(Bloomberg) -- U.S. financials are still nursing their June hangover.
The Financial Select Sector SPDR exchange-traded fund is trading to the downside yet again in early trading Monday, weighed down by Citigroup and Bank of America. The drop follows the KBW Bank Index’s dramatic Friday that delivered the biggest intraday reversal -- from up as much as 2.1 percent to ending in negative territory -- since Aug. 25, 2015. The measure sank 1.9 percent for the month.
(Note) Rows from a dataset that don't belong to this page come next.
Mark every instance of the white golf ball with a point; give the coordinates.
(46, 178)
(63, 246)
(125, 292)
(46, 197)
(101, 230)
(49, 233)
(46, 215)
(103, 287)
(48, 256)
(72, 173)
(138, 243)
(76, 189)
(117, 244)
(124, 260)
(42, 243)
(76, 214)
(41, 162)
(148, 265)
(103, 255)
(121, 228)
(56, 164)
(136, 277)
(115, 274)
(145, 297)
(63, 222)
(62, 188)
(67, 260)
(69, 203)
The August 2015 reversal proved the culmination of an inauspicious streak of selling that saw the S&P 500 Index fall more than 10 percent in six sessions as the aftershocks of China’s devaluation of the yuan roiled markets. The financials were up more than 3 percent and proceeded to finish down 1.7 percent that day.
Friday’s swoon in the banks, however, proved much more perplexing to strategists, as it occurred amid a modest rise in 10-year Treasury yields and a marginally steeper yield curve.
Dave Lutz, head of ETFs at JonesTrading Institutional Services, said that end of quarter selling afflicted the financials, with portfolio managers dumping the group to avoid having to explain to clients why they own them.
And with the 10-year yield moving lower and spread between two and 10-year Treasuries back to narrowing on Monday, the group is under pressure again. The KBW Bank Index was down more than 0.7 percent in early trading before paring most of its losses by 10:15 a.m. New York Time. Weak economic data out of China and intensifying trade rhetoric added to Monday’s selling in equities around the world.